Many counties have wrapped up their machine recount ahead of a Thursday deadline to complete reviews of the US Senate and governor races, but larger Democratic strongholds are still racing to meet the deadline.
Republican Governor Rick Scott agreed to step down from the state panel responsible for certifying the final results. Scott is locked in a tight race with US Senator Bill Nelson and has already suggested fraud may be taking place in some counties. Critics have said Scott should have no role in overseeing the election given his close contest.
Trump, who has already lashed out over the recount, added to the growing partisan firestorm by arguing without evidence that some people unlawfully participated in the election by dressing in disguise.
‘‘When people get in line that have absolutely no right to vote and they go around in circles,’’ Trump said in an interview with The Daily Caller published Wednesday. ‘‘Sometimes they go to their car, put on a different hat, put on a different shirt, come in and vote again.’’
The state elections department and the Florida Department of Law Enforcement, both run by Republican appointees, have said they haven’t seen any evidence of voter fraud of this sort.
Adding to the fray, however, a top attorney at the Florida Department of State sent a letter last week asking federal prosecutors to investigate whether Democrats distributed false information that could have resulted in voters having mail-in ballots disqualified.
Four county supervisors turned over information that showed Democratic Party operatives changed official forms to say that voters had until two days after the election to fix any problems with mail-in ballot signatures. Under current law, a voter has until the day before Election Day to fix a problem.
Meanwhile, problems continue to arise in Palm Beach County, where tallying machines have overheated. That’s caused mismatched results with the recount of 174,000 early voting ballots, forcing workers to go back and redo their work with no time to spare.
‘‘The machines are old,’’ said Susan Bucher, supervisor of elections. She said they underwent maintenance right before the election. ‘‘I don’t think they were designed to work 24/7 — kind of like running an old car from here to L.A. And so, you know, things happen to them.’’

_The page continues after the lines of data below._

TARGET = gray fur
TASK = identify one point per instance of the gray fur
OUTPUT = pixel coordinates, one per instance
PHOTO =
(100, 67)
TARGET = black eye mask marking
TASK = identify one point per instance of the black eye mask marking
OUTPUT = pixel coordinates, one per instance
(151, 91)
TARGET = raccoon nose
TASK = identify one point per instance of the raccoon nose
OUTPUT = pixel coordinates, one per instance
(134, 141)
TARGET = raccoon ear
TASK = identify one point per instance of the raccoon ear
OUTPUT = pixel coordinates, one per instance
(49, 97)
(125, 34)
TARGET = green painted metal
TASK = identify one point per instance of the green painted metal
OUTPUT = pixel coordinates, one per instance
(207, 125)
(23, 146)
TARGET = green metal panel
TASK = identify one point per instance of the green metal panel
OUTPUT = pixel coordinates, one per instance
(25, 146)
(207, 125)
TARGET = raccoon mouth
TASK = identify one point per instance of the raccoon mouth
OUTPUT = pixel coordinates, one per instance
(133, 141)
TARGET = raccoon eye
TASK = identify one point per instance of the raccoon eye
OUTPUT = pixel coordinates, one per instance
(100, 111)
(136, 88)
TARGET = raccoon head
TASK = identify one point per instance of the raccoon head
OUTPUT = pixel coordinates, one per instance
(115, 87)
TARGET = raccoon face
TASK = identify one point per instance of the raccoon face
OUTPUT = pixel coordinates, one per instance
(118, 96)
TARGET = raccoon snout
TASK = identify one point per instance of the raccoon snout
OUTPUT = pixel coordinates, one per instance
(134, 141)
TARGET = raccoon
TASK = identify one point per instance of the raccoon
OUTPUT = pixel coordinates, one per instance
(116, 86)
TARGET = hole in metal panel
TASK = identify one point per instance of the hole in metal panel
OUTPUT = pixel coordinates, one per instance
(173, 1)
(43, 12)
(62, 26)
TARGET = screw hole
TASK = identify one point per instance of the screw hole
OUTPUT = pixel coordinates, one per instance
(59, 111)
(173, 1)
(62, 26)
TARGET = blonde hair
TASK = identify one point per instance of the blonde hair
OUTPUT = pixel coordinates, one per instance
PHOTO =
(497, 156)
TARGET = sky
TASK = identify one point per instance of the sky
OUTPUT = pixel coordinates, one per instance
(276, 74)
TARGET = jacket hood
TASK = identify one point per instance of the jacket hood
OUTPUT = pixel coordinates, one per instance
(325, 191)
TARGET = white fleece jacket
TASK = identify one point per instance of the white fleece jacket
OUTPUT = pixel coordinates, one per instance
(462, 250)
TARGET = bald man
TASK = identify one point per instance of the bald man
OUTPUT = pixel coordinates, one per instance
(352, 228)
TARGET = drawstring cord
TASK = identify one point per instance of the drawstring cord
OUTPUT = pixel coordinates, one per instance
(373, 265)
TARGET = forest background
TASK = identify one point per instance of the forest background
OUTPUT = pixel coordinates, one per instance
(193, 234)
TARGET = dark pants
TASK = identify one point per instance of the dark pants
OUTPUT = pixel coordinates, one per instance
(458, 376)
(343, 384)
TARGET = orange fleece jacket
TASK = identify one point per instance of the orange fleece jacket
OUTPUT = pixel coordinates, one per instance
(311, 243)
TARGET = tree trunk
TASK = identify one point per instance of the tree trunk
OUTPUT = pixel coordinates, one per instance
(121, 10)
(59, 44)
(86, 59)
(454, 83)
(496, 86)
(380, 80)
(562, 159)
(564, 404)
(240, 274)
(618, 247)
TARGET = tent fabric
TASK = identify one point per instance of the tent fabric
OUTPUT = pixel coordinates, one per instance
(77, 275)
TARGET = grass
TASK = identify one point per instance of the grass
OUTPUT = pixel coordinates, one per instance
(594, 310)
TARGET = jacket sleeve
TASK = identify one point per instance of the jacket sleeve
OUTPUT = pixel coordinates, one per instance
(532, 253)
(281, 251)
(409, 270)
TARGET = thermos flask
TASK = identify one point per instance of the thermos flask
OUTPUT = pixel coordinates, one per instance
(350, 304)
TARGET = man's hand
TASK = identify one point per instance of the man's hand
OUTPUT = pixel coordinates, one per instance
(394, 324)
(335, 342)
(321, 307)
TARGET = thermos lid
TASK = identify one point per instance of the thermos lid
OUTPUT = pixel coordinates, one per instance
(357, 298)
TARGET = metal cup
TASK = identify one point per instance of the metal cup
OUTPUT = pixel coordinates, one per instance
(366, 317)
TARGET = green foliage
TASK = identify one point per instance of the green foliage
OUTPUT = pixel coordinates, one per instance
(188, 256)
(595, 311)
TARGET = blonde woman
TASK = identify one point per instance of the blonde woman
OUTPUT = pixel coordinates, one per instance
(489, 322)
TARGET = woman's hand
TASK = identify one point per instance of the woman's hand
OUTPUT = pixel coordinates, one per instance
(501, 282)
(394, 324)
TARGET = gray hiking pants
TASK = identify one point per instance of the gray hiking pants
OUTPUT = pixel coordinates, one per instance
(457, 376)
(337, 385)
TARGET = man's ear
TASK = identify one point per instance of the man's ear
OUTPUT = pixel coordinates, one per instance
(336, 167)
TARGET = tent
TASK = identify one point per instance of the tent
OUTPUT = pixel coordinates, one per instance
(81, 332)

Right now, Palm Beach County looks like it could miss the Thursday deadline, even though Nelson and Democrats filed lawsuits seeking to suspend it.
Lawyers for Democrats also asked a federal judge Wednesday to set aside the state law mandating that mailed-in votes be thrown out if the signature on the envelope doesn’t match the signature on file.
No less than six federal lawsuits have been filed so far in Tallahassee. Nelson’s campaign has also filed a lawsuit seeking public records from a north Florida elections supervisor who allowed voters in GOP-heavy Bay County to email their ballots in apparent violation of state law.